Scheduled and Orphaned Messages

The change stream approach, however, does not work for both scheduled and orphaned messages because there is obviously no change that we can listen to.

Scheduled messages simply sit in the collection with the status "Enqueued" and a "NextReevaluation" field set to the future.
Orphaned messages are those that were in the "Processing" status when their consumer process died. They remain in the collection with the status "Processing" but no consumer will ever change their status to "Processed" or "Failed".

For these use cases, we need to revert to our simple loop. However, we can use a rather generous delay between iterations.

Wrapping it up

"Traditional" databases, like MySQL, PostgreSQL, or MongoDB (which I also view as traditional), are incredibly powerful today. If used correctly (ensure your indexes are optimized!), they are swift, scale impressively, and are cost-effective on traditional hosting platforms.

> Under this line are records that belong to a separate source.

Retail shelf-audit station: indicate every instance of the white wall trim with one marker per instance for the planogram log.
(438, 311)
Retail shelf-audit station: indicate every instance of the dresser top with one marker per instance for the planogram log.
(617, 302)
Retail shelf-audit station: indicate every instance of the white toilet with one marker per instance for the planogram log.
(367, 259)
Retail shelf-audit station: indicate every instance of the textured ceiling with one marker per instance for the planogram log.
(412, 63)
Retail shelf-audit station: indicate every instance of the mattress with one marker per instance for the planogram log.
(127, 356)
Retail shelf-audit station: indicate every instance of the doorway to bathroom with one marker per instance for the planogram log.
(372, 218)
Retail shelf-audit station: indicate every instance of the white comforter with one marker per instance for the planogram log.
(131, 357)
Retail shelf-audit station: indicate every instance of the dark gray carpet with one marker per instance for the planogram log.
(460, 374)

Many use cases can be addressed using just a database and your preferred programming language. It's not always necessary to have the "right tool for the right job," meaning maintaining a diverse set of tools like Redis, Elasticsearch, RabbitMQ, etc. Often, the maintenance overhead isn't worth it.

While the solution proposed might not match the performance of, for instance, RabbitMQ, it's usually sufficient and can scale to a point that would mark significant success for your startup.

Software engineering is about navigating trade-offs. Choose yours wisely.